Я молча опустился на диван подле нее, около ее рабочего столика.

– Отчего быть веселым? – вяло заметил я, в раздумье о том, как мне устроить свой угол так, чтоб не мучаться – в ожидании то воров, то пожара от пьяной прислуги. Меня занимал один вопрос: есть ли непьющие слуги на свете?

– Вы чем-то поглощены, – сказала она, пристально глядя мне в глаза, – у вас есть какая-то забота…

– Это правда: я ищу феномена…

– Ах, как вы хорошо сделали, что зашли! – вдруг встрепенулась она, отложила свое вязанье в сторону и подвинулась поближе ко мне. – Представьте, у меня именно есть настоящий феномен! Красота, грация, воспитание, и какая душа, какое сердце!..

– И не пьет? – рассеянно спросил я – и сам рассмеялся. – Не может быть!

– Да вы о ком? Какой вам нужен феномен? – спросила она, равнодушно отодвигаясь от меня на свое место.

– Мне нужен… трезвый, совсем не пьющий слуга. Я сомневаюсь, чтобы нашелся такой, – и в этом моя забота и печаль.

– Женитесь, – помолчав, запела она свое, – и тогда…

– Прислуга не будет пить, вы думаете?

– Вы не будете замечать этого: напьется лакей и уйдет, там будет повар или кухарка, не то так горничная: дом никогда не останется пустым.

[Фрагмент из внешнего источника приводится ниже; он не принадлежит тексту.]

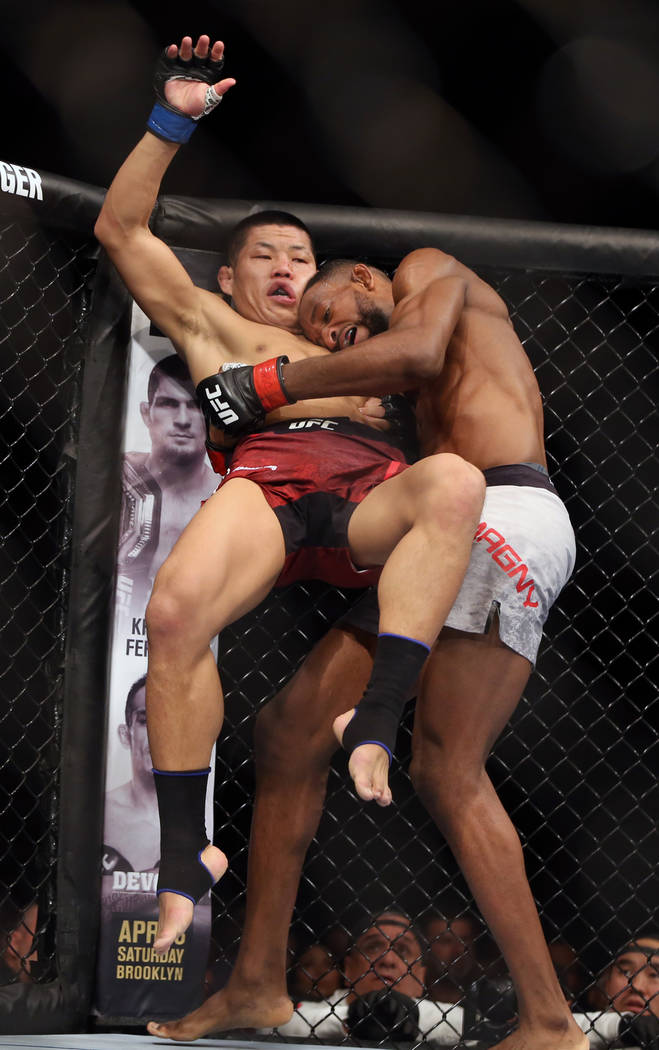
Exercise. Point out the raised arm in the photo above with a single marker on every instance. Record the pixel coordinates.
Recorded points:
(150, 270)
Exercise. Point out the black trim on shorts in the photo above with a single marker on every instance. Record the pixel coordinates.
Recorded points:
(528, 475)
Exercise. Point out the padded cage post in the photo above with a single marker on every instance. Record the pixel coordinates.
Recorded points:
(575, 765)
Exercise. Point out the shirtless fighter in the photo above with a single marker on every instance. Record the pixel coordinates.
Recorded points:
(319, 486)
(477, 396)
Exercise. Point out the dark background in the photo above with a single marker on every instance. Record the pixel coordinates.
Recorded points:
(544, 109)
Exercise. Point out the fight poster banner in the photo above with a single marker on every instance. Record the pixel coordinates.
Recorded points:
(166, 476)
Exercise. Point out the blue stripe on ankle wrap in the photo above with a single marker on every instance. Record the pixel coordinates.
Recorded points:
(405, 637)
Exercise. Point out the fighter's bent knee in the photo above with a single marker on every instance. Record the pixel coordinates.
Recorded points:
(170, 612)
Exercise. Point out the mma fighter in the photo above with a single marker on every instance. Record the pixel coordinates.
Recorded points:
(333, 484)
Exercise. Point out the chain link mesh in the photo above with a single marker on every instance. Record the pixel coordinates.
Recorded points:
(574, 768)
(44, 288)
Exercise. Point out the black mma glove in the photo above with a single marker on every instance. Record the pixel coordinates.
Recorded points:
(384, 1014)
(237, 399)
(639, 1030)
(166, 121)
(111, 861)
(400, 415)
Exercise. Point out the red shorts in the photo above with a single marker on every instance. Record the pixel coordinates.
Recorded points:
(314, 473)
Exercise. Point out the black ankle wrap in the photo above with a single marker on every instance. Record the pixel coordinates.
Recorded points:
(396, 668)
(182, 806)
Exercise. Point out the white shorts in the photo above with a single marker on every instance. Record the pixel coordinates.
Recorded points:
(523, 555)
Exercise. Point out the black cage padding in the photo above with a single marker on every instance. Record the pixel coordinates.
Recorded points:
(69, 208)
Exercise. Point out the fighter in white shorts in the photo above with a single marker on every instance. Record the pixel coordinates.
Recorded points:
(443, 333)
(522, 558)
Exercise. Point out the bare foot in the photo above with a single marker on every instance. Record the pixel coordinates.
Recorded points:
(175, 911)
(368, 765)
(539, 1038)
(225, 1010)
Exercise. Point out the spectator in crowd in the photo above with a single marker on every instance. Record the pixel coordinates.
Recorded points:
(451, 960)
(131, 832)
(315, 974)
(18, 928)
(339, 942)
(570, 970)
(384, 972)
(631, 982)
(384, 994)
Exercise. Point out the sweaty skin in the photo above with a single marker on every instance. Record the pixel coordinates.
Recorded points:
(451, 342)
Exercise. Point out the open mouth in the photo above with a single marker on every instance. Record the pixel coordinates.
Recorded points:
(282, 292)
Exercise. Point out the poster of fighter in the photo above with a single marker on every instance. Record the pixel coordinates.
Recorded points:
(165, 478)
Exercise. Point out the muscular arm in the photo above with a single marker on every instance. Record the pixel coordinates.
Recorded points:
(429, 296)
(149, 269)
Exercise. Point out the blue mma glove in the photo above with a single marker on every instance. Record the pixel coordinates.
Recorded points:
(166, 121)
(237, 398)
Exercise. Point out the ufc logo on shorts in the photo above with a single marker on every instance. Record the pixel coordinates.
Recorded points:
(224, 410)
(324, 424)
(508, 560)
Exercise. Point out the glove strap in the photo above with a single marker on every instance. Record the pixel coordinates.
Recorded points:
(170, 126)
(269, 384)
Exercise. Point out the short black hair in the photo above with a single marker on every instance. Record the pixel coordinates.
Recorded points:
(173, 368)
(383, 917)
(238, 235)
(134, 689)
(327, 270)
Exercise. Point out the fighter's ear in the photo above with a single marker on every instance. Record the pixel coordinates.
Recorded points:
(225, 279)
(363, 275)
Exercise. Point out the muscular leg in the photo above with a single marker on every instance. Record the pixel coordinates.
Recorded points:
(471, 685)
(422, 522)
(294, 746)
(215, 572)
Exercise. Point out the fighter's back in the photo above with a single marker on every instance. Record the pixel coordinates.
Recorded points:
(485, 404)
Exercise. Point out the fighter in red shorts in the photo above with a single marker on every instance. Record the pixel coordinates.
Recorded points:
(475, 394)
(417, 525)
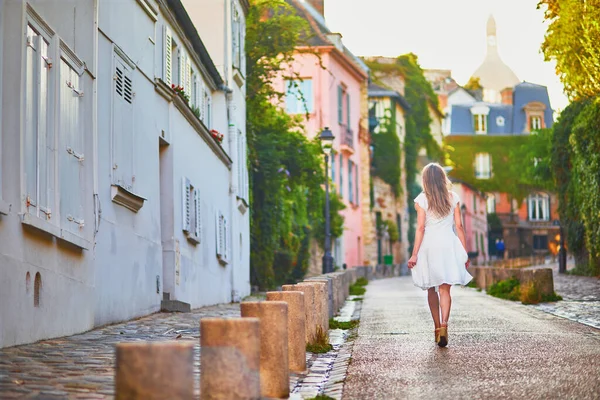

– Значит, мне надо жениться, кроме жены, еще на горничной, на кухарке, на лакее… «Огромная опека!..» Не шутя, Анна Петровна, не знают ли ваши люди такого человека? Дом у вас большой, семейный, людей много: у них между прислугой есть знакомства. И если найдут такой феномен, я назначил бы премию.

– Хорошо, я скажу, и если что найдется, дам вам знать, а вы дня через три зайдите. Да вот, в среду, придите обедать. У меня будут Катринь, Иван Карлыч – мы составим вистик, а я между тем расспрошу.

Я ушел.

Но еще до среды ко мне как-то утром пришел от нее буфетчик, степенный, седовласый, почтенной наружности слуга.

359

– От Анны Петровны, – сказал он, – кланяться приказали. Вы изволили спрашивать насчет слуги, чтоб не пил?

– Да, а разве есть такой? – спросил я.

– Есть-с… только…

– Мало пьет?

– Ничего-с, ни капли в рот не берет, только…

– Только что? Скажите откровенно: грубиян или ленив… не ворует ли?..

– Нет-с, нет! – с усмешкой говорил буфетчик. – Только, пожалуй, посмотрите на него и не возьмете… Смешной уж очень!

Я удивился.

– Смешной! Чем же смешной?

– Так, уж очень смешной…

– На вид, собой, что ли? – допытывался я.

– И собой, да и так: смешно говорит, и все не по-людски делает.

– Да умеет ли он служить, быть в комнатах, убирать, подавать чай, чистить платье, сапоги… словом, знает ли должность слуги?

– Умеет-с: как не уметь. Он у господина своего долго служил. Он крепостной; кажется, и до сих пор еще не освободился. А только смешной! И жаден тоже.

– До пищи, что ли?

Буфетчик засмеялся.

– Никак нет-с, он не ест совсем.

– Как не ест? Подлинно феномен!

– На деньгу жаден: копит!

– Это не беда: «скупость, говорят, не глупость». Если он свои деньги бережет и не берет чужих…

Буфетчик опять засмеялся.

– Никах нет-с: свои скорей отдаст, чем чужие возьмет. Он честный-пречестный, – серьезно прибавил он, – только смешной. Выходили ему места – посмотрят, посмотрят господа на него и не берут. Мы послали за ним; если угодно, пришлем, только вряд ли и вы возьмете, сударь. Смешной уж очень!

– Пожалуйста, пришлите! Я возьму, какой бы ни был, лишь бы трезвый: я без слуги в настоящую минуту. Мне пока прислуживает женщина от соседей.

Буфетчик пошел было.

360

– Да-с, вот забыл сказать, – прибавил он, – Матвей… этот самый человек – не русский, а из поляков, и господин его в Польше живет. Только Матвей по-польски не разговаривает, молиться ходит в свою церковь, на Невском….

– Ну, это все равно. Пришлите, пожалуйста, поскорее. Благодарите Анну Петровну, и я вас благодарю. Не пьет, не ворует – это клад!

На другой день утром явился и Матвей. Я готовился засмеяться, судя по описанию буфетчика, но когда посмотрел на него, смех замер у меня на губах.

Это был довольно длинный, лет сорока пяти, человек, худощавый, даже чахлый, будто только что вставший со смертного одра: кости да кожа. Небольшая голова, глаза впалые, белесоватые, как у чухонца, без выражения; большие, настежь отворенные губы, которых он, кажется от слабости, не мог сжать, лицо с повисшими складками – точно пожелтевшей от ветхости лайки; волосы жидкие, под цвет старой рогожки. Одет в серый, длинный, поношенный сюртук с полинялым бархатным воротником. На шее был старый вязаный шарф.